How to Get Oobabooga/Text-Generation-WebUI Running on Windows or Linux
Oobabooga’s Text-Generation-WebUI is a powerful tool for running and interacting with language models on personal computers. It provides a convenient interface for loading and managing different text-generation models without requiring advanced command-line experience. This guide will walk through the installation and setup process for both Windows and Linux users.

Prerequisites
Before installing Text-Generation-WebUI, make sure your system meets the following requirements:
- A modern CPU (preferably with AVX2 support)
- At least 8GB of RAM (16GB or more recommended for larger models)
- A compatible GPU (NVIDIA GPUs provide the best performance with CUDA)
- Python 3.10 or newer installed
- Git installed
Installation on Windows
- Download and install Git if it’s not already installed.
- Download and install Python 3.10+.
- Open a command prompt and clone the repository:
git clone https://github.com/oobabooga/text-generation-webui.git
- Navigate into the project folder:
cd text-generation-webui
- Run the setup script:
python -m venv venv
venv\Scripts\activate
pip install -r requirements.txt
- Start the web UI:
python server.py
Once the server starts, open a web browser and go to http://localhost:5000 to access the interface.
Installation on Linux
- Ensure that Git and Python 3.10+ are installed:
sudo apt update && sudo apt install -y git python3 python3-venv
- Clone the Text-Generation-WebUI repository:
git clone https://github.com/oobabooga/text-generation-webui.git
- Navigate into the project directory:
cd text-generation-webui
- Set up a virtual environment and install dependencies:
python3 -m venv venv
source venv/bin/activate
pip install -r requirements.txt
- Start the server:
python server.py
Similar to Windows, open a browser and navigate to http://localhost:5000 to start using the UI.
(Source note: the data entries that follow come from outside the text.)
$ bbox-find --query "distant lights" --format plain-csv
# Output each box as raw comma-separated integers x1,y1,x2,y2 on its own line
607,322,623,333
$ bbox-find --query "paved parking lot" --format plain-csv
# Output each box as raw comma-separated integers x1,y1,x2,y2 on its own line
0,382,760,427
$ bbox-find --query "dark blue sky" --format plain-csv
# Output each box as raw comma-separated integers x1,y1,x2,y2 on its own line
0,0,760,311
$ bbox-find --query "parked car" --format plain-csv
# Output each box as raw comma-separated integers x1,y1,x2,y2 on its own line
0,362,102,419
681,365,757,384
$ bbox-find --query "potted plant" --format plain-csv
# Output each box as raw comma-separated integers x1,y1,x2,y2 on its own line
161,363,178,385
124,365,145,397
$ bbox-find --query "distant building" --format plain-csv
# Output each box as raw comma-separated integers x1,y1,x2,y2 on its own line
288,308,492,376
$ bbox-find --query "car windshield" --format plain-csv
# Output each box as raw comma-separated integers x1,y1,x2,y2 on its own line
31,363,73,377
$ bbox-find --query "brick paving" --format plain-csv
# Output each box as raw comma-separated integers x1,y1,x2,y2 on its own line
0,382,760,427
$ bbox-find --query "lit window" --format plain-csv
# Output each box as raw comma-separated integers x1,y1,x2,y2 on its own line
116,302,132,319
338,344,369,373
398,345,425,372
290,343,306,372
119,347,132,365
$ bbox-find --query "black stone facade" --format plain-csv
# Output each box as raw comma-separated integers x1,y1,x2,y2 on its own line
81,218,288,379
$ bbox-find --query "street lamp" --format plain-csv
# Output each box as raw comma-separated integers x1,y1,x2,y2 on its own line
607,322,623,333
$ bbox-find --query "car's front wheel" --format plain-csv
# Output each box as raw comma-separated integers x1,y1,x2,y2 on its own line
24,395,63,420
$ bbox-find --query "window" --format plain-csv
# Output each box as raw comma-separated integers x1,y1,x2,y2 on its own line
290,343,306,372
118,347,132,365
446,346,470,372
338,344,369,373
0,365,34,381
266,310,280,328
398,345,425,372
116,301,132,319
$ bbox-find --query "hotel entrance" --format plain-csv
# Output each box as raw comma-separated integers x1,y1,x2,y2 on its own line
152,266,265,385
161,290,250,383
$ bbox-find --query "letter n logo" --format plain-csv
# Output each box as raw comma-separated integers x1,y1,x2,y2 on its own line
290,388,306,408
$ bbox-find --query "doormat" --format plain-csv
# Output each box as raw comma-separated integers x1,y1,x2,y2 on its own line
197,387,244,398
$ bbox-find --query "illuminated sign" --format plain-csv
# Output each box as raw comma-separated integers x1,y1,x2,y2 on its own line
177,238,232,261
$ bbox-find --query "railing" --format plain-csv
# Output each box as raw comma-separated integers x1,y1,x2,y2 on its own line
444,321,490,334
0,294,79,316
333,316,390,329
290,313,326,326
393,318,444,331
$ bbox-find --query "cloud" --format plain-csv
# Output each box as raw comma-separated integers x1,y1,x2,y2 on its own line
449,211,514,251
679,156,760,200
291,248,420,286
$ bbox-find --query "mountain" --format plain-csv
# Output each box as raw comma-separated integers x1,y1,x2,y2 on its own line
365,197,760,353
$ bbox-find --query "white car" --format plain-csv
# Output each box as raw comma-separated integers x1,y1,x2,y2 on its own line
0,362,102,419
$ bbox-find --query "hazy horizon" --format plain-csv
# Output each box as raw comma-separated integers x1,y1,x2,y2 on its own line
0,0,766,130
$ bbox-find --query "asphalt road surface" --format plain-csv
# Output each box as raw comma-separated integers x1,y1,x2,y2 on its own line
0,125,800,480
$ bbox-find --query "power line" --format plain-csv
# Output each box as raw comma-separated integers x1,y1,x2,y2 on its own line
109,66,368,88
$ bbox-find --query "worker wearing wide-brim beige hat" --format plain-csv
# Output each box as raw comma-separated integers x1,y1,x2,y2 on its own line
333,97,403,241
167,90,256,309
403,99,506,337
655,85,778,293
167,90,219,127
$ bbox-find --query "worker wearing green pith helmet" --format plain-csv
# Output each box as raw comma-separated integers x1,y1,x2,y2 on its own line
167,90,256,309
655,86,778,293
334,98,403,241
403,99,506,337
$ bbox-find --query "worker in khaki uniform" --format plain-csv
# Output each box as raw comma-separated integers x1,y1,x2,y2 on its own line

Downloading and Using Models
Once Text-Generation-WebUI is running, users can download and interact with different models. The process involves:
- Clicking on the “Model” tab in the web interface.
- Choosing a model from Hugging Face or another source.
- Downloading and loading the selected model.
- Inputting text prompts to generate responses.
For better results, it is recommended to experiment with different model parameters, such as temperature and top-k sampling, which control how the AI generates text.
Troubleshooting Common Issues
Some users may experience issues while setting up the application. Here are some common problems and their solutions:
- Module not found: Ensure the virtual environment is activated before running the server.
- Python version mismatch: Make sure Python 3.10 or newer is installed.
- CUDA-related errors: If using an NVIDIA GPU, confirm that CUDA and cuDNN are correctly installed.

FAQs
- Can I use this without a GPU?
- Yes, but performance will be significantly slower. Using a GPU with CUDA support is recommended.
- How do I download additional models?
- Use the “Model” tab in the UI to browse and download models from Hugging Face.
- Can I run this on macOS?
- Yes, the setup is similar to Linux but may require additional tweaks for compatibility.
- How do I update the web UI?
- Navigate to the project folder and run:
git pull
pip install -r requirements.txt
- Where can I get help?
- Check the official GitHub repository for issues and discussions.